Generally, yes. But, the two coils on a dual coil driver might not be as "large" as the one on a single coil driver. Both coils may have to fit within the same physical constraints as the single coil, and thus each of the dual coils might not rated for as much power as the single coil unit. So, you may not get any additional power handling capability - just depends on the individual driver construction. 



minbari said:


> If you are talking about running power that is within more normal amounts, then no. a dual coil with one coil shorted will accept the same amount of power as both coils driven with half as much power. copper or aluminum, which is what VC wire is made from doesnt melt till 800+° F. you would melt the former or set the cone on fire before you glow it red hot and melt it.


minbari, I'm not sure I understand what you meant to Ultimateherts by "dual coil with one coil shorted" - but I thought I'd caution you about this. You should NEVER run a dual coil driver with one coil and SHORT the non-used coil(s). You CAN run with an unused coil OPEN-CIRCUIT. 

If you run a driver with a non-energized coil shorted, the EMF within the speaker motor and the working coil will cause current to circulate in the shorted coil. This can damage the coil, plus cause unwanted distortion in the driver. 

Just a word,
John


----------



## minbari (Mar 3, 2011)

jhsellers said:


> minbari, I'm not sure I understand what you meant to Ultimateherts by "dual coil with one coil shorted" - but I thought I'd caution you about this. You should NEVER run a dual coil driver with one coil and SHORT the non-used coil(s). You CAN run with an unused coil OPEN-CIRCUIT.
> 
> If you run a driver with a non-energized coil shorted, the EMF within the speaker motor and the working coil will cause current to circulate in the shorted coil. This can damage the coil, plus cause unwanted distortion in the driver.
> 
> ...


you are 100% wrong. do you really believe that a coil that is designed to dissipate 500watts or more of thermal energy is going to be damaged by the miliwatts of energy that can be generated by electro-magnetic inductance? 

if it is shorted together all it is going to do is raise QTS of the driver slightly by adding a small amount electrical braking to the driver.

read this, it is a great discussion on the topic. specifically read the section by Adire audio

http://www.diymobileaudio.com/forum...io-discussion/144501-ib-one-coil-shorted.html


----------



## inspector3711 (Apr 11, 2013)

I will say that I recently purchased a dual coil sub that was also available in single coil configuration. I made the decision based on resistance.

The amp I selected is rated at 200 watts RMS into 4 ohms.
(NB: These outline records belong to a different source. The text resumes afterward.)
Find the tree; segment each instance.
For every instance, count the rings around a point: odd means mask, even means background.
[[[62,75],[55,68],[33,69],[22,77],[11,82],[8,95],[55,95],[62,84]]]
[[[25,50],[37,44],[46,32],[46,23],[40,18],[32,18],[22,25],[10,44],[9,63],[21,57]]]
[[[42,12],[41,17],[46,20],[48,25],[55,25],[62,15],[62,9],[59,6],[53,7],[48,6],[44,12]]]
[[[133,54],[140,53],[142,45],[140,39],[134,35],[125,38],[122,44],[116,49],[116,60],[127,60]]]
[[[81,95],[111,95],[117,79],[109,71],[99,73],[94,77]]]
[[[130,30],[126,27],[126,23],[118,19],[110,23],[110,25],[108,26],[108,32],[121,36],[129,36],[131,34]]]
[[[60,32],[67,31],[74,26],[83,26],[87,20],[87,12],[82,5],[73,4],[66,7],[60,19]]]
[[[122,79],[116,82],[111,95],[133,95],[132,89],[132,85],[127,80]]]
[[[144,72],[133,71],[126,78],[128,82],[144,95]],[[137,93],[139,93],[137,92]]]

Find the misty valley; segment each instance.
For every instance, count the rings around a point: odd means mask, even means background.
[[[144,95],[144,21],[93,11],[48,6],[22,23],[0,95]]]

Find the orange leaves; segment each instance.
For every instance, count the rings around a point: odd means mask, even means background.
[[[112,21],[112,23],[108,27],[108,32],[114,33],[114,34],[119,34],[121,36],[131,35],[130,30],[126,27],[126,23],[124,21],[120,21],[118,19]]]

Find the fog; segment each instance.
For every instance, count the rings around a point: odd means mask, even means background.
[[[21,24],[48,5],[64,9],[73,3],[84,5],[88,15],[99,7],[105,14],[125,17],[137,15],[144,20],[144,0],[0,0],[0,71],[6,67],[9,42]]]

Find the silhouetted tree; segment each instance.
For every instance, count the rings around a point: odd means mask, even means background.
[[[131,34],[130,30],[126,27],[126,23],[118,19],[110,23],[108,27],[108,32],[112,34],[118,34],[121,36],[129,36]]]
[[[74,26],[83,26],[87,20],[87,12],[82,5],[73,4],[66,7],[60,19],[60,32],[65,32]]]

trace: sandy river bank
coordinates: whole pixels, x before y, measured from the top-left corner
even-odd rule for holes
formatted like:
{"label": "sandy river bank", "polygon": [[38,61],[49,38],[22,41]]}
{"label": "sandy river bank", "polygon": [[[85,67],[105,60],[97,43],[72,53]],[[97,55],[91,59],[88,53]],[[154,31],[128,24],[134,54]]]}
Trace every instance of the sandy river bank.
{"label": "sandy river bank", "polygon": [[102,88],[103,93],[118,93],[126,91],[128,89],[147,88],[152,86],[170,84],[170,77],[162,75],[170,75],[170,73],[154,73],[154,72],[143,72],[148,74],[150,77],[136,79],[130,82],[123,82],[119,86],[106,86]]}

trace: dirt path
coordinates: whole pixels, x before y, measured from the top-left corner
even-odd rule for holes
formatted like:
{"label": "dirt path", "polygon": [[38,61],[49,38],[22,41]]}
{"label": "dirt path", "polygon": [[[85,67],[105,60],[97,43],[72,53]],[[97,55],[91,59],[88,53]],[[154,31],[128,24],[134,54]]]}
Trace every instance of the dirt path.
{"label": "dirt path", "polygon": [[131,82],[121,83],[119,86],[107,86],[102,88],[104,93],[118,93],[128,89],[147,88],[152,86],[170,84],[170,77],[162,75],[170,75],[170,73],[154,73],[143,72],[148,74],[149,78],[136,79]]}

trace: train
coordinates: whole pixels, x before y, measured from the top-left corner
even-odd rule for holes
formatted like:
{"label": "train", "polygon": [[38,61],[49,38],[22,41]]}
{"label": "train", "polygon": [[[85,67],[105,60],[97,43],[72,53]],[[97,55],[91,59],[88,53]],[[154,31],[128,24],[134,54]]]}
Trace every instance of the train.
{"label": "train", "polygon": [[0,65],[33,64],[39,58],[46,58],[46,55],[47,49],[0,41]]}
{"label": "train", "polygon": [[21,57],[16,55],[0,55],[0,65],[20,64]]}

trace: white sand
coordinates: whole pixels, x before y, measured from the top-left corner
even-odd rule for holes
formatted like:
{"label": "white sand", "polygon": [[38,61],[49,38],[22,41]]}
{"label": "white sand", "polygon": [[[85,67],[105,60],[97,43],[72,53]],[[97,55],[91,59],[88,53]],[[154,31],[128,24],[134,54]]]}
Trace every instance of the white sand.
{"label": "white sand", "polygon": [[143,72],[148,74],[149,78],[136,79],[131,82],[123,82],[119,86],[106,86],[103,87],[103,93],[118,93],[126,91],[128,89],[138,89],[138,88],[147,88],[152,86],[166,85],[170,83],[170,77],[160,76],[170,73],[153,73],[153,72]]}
The single coil sub was rated at 300 watts into 4 ohms.

I selected the dual coil because by wiring the two coils together in series, I can lower the resistance to 2 ohms. The amplifier I chose is rated at 400 watts RMS into 2 ohms. 

So, in that manner of speaking, the dual coil woofer doesn't handle more, but it allows me to draw more wattage from the same amplifier.


----------



## minbari (Mar 3, 2011)

but that is not what this discussion is about.

if you had an amplifier that put out 300 watts into 4ohms and used the DVC 4+4 and only wired one coil, it will still work just as well as it would if you had an amplifier that was 300 watts into 2ohms and used both coils.

what you are talking about is amplifier loading to produce more power. this has no effect on how much power the sub will handle.


----------



## inspector3711 (Apr 11, 2013)

Thats basically what I stated. I figured the OP might be confused by the difference.


----------



## left channel (Jul 9, 2008)

Didn't the Kappa Perfect VQ have a set of inserts that allowed you to run either 1 coil open or 1 coil closed?


----------



## Hoye0017 (Mar 23, 2010)

left channel said:


> Didn't the Kappa Perfect VQ have a set of inserts that allowed you to run either 1 coil open or 1 coil closed?


Nope. That was some sort of pole piece insert that changed the BL, Qes, and thus the Qts of the driver.

They made them in a vq and dvq version which was single and dual coil respectively.


----------



## 07azhhr (Dec 28, 2011)

Hoye0017 said:


> Nope. That was some sort of pole piece insert that changed the BL, Qes, and thus the Qts of the driver.
> 
> They made them in a vq and dvq version which was single and dual coil respectively.


This is true for the Kappa but shorting the unused coil vs leaving it open changes multiple things as well. It changes the BL, Qts, Qes, Qms, and Le.


----------



## Bayboy (Dec 29, 2010)

Adire touched on that....


----------